I don't have a problem with the change, however, you will have to get upstream to accept your patches. I am not about to maintain a slew of downstream patches for this. Sorry.
(In reply to comment #1) > I don't have a problem with the change, however, you will have to get upstream > to accept your patches. I am not about to maintain a slew of downstream patches > for this. Sorry. I understand. Submitted upstream, see URL.
Great, thanks for your research and work here.
(In reply to comment #2) > (In reply to comment #1) > > I don't have a problem with the change, however, you will have to get upstream > > to accept your patches. I am not about to maintain a slew of downstream patches > > for this. Sorry. > > I understand. Submitted upstream, see URL. What is the outcome now?

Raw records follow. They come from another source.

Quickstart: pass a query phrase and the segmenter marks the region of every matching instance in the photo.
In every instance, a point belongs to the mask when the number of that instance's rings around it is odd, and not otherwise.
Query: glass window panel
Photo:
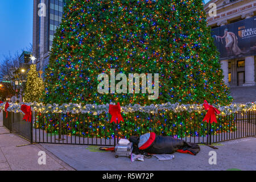
[[[58,15],[54,15],[54,20],[55,21],[58,21],[59,20],[59,16]]]
[[[53,24],[50,24],[50,30],[53,30],[54,31],[54,26]]]
[[[50,35],[50,37],[49,37],[49,40],[50,41],[53,41],[53,35]]]
[[[54,10],[56,10],[56,11],[58,11],[58,10],[59,10],[59,6],[55,5],[54,6]]]
[[[54,10],[54,4],[50,3],[50,9]]]
[[[242,67],[245,66],[245,61],[237,61],[237,67]]]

(In reply to comment #4) > What is the outcome now? No reply at all on the upstream bug report, as you can see. I've tried to get their attention in the corresponding IRC channel a few times, but no success there either. Maybe one of you has a better idea or regular contact with them? In the meantime, I've found that extglob has to be enabled at the time a function is defined as well, not only at execution time. For some consructs, like [[ $var == @(some|pat|tern) ]], having it set at definition time is enough, while for others, like case, the extglob shopt has to be set at runtime as well. http://thread.gmane.org/gmane.comp.shells.bash.bugs/13518 I've had a discussion about this with the bash maintainer, Chet Ramey. The difference between [[ == ]] and case is deliberate and going to stay. He suggests that bashcomp functions should simply use extglob patterns, and it's up to the users using such completions to have extglob on. I'm not sure I agree, I'd still prefer functions to work no matter the local shopt settings. http://thread.gmane.org/gmane.comp.shells.bash.bugs/13518/focus=13535
*** Bug 259835 has been marked as a duplicate of this bug. ***
Feel free to reopen with an update if there's anything that still needs doing here.